Tensões nas eleições venezuelanas
A crise na embaixada argentina é apenas um dos resultados negativos das eleições realizadas em julho de 2024, marcadas pelas acusações de interferência do governo de Maduro no processo eleitoral por diversos grupos, em especial pela oposição liderada por María Corina Machado. Segundo os dados eleitorais disponibilizados pelo Conselho Nacional Eleitoral (CNE) da Venezuela, Nicolás Maduro alcançou a reeleição com 51,2% dos votos válidos contra 44,2% do candidato da oposição, Edmundo González.
O resultado divulgado pelo CNE foi recebido com surpresa, tendo em vista que os levantamentos pré-eleições apresentavam ampla vantagem para a candidatura de Gonzalez, como a pesquisa feita pelo Centro de Estudos Políticos e Governamentais da Universidade Católica Andrés Bello (CEPyG UCAB), que apontou as intenções de voto para a oposição em 59,1% contra 24,6% de Maduro, uma diferença expressiva de mais de trinta pontos percentuais.
Outro ponto de contestação frente à comunidade internacional foi a não apresentação da totalidade das atas eleitorais, documentos que servem como o registro das votações. Segundo Ana Sofia Garcia, doutoranda em Direito pela Universidade de São Paulo (USP) e imigrante venezuelana desde 2013, a atitude das autoridades se torna ainda mais suspeita, pois os órgãos eleitorais venezuelanos possuem a tradição de divulgar esses documentos, sendo a eleição deste ano, uma exceção a esse padrão.
Considerando os principais pontos de contestação, diversos países se pronunciaram em relação à validade das eleições. O Brasil foi um dos países que se pronunciou, por meio do assessor especial da Presidência da República para Assuntos Internacionais, Celso Amorim, mantendo um posicionamento neutro. Segundo Amorim, o estado brasileiro aceitaria os resultados da eleição venezuelana apenas após a divulgação das atas eleitorais.

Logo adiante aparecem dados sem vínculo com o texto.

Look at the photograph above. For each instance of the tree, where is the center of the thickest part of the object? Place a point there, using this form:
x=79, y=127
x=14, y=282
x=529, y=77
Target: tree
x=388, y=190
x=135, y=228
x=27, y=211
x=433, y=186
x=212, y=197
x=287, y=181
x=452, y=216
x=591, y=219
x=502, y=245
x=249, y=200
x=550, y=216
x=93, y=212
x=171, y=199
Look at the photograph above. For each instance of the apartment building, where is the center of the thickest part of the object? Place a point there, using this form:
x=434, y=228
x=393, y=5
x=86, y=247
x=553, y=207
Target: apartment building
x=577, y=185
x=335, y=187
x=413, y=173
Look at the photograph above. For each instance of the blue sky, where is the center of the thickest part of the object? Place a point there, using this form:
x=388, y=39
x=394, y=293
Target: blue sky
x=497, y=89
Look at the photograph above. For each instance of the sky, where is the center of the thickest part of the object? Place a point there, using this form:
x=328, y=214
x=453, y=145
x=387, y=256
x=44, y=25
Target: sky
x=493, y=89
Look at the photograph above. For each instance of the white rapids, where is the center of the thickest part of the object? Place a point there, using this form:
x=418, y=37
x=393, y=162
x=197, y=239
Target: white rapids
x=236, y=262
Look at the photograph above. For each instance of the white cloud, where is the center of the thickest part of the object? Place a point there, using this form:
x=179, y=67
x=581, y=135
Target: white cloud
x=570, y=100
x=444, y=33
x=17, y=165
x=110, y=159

Segundo o professor Bonilla, a postura neutra e diplomática do Brasil é crítica de algumas maneiras, tanto por motivos econômicos, como pelo comércio de petróleo e o fluxo imigratório na região Norte, mas principalmente por razões políticas. Na visão de Luís, o Brasil é visto pelas demais nações como uma potência regional, e falhar na mediação da situação pode demonstrar fragilidade do estado brasileiro, algo inoportuno frente às atuais pretensões brasileiras de conquistar um assento permanente no Conselho de Segurança da Organização das Nações Unidas (ONU).
O Brasil tomou então uma posição de mediador entre o governo Maduro e os seus opositores, junto dos governos da Colômbia e México, seguindo a linha diplomática estabelecida por Celso Amorim. O governo brasileiro busca diálogo com ambos os lados, ao mesmo tempo que exige dados transparentes para a aceitação dos resultados por parte do CNE e não adota posições enfáticas, contra ou a favor do governo de Maduro.

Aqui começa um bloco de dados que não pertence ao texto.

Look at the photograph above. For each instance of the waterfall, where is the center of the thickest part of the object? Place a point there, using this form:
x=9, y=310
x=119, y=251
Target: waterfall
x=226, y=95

Ana Garcia comenta que vê a postura diplomática brasileira de forma positiva: “O Brasil teve uma posição bem moderada, não foi na linha dos Estados Unidos e da Argentina de acusação de fraude desde o começo e também não aceitou a eleição de imediato como a China e a Rússia”, alega Sofia. “É uma posição crítica, mas que dá margem para diplomacia.”
O Itamaraty manteve sua posição mesmo após o Tribunal Supremo da Justiça (TSJ) da Venezuela ratificar as eleições de julho por meio de uma decisão contraditória, pois o Tribunal optou por manter as atas eleitorais em sigilo judicial. A decisão despertou reações de alguns países que apontam fraude eleitoral, enquanto outros, como é o caso do Brasil, permanecem sem reconhecer a validade das eleições enquanto as atas não forem apresentadas.
A posição brasileira foi recebida com severidade pelo presidente Maduro, que teceu críticas contra o Brasil em discurso no dia 28 de julho. O chefe venezuelano comparou a situação das eleições da Venezuela às eleições brasileiras de 2022, que sofreram contestações por parte do ex-presidente Jair Bolsonaro (PL) – as quais foram negadas pelo Tribunal Supremo Eleitoral (TSE). Além disso, Maduro também comparou a atuação dos bolsonaristas brasileiros à dos apoiadores da oposição liderada por Corina Machado. As alegações geraram novos atritos entre Caracas e o Itamaraty.
“Entraram com recursos no Supremo Tribunal. O Supremo Tribunal do Brasil decidiu que os resultados eleitorais davam a vitória ao presidente Lula. E quem se meteu com o Brasil? Ninguém!”
– Nicolás Maduro
Em comunicado oficial, o Itamaraty afirmou estar apenas cobrando os termos do Acordo de Barbados, assinado entre o governo Maduro e parte da oposição por intermédio da Noruega. O objetivo do acordo é garantir maior liberdade política na Venezuela e reinserção do país no cenário internacional. Parte dos termos do documento era a supervisão das eleições de julho por organismos internacionais e a livre participação da oposição. Em contrapartida, as nações integrantes do acordo retiraram total ou parcialmente sanções contra a república bolivariana.
A principal proposta oferecida pelo assessor especial Celso Amorim, por meio do Itamaraty, é a realização de novas eleições sob supervisão estrita de organismos internacionais, como a Comunidade de Estados Latino-Americano e Caribenhos (Celac). A proposta foi negada tanto pela oposição de Edmundo González como pelo governo de Nicolás Maduro.
O que dizem os críticos às posições brasileiras?
Um dos países que se mostrou crítico à posição do presidente Lula foi Gabriel Boric, presidente do Chile, político assumidamente progressista com postura dura em relação às eleições venezuelanas. O líder chileno condenou a posição hesitante e vacilante de determinados países de seu mesmo espectro político, como o governo brasileiro e colombiano.
Segundo Boric, um dos principais problemas da posição brasileira é a falta de ação frente às medidas antidemocráticas tomadas pelo governo Maduro nas últimas semanas, como a perseguição de opositores, em especial o mandado de prisão contra Edmundo González, que recentemente recebeu asilo político na Espanha. González afirma que o objetivo do asilo é evitar a perseguição política no regime bolivariano.
“Afirmação dos direitos humanos não pode ser julgada de acordo com a cor do ditador ou do presidente que a violar, seja Netanyahu, em Israel, Maduro, na Venezuela, Ortega, na Nicarágua, ou Vladimir Putin, na Rússia. Quer se defina de direita ou de esqueda, então que seja. Nós, progressistas, temos de ser capazes de defender princípios.”
– Gabriel Boric
A posição atual do Itamaraty é vista de forma crítica pela oposição brasileira ao governo Lula. Em reunião no Senado Federal, alguns parlamentares se posicionaram sobre as falas e posicionamentos recentes do presidente, afirmando que essas ações estariam legitimando o governo do ditador venezuelano. A senadora Teresa Cristina (PP-MS) e o senador Flávio Bolsonaro (PL-RJ) são alguns dos que deram corpo às acusações de omissão e apoio velado a Maduro por parte do governo Lula.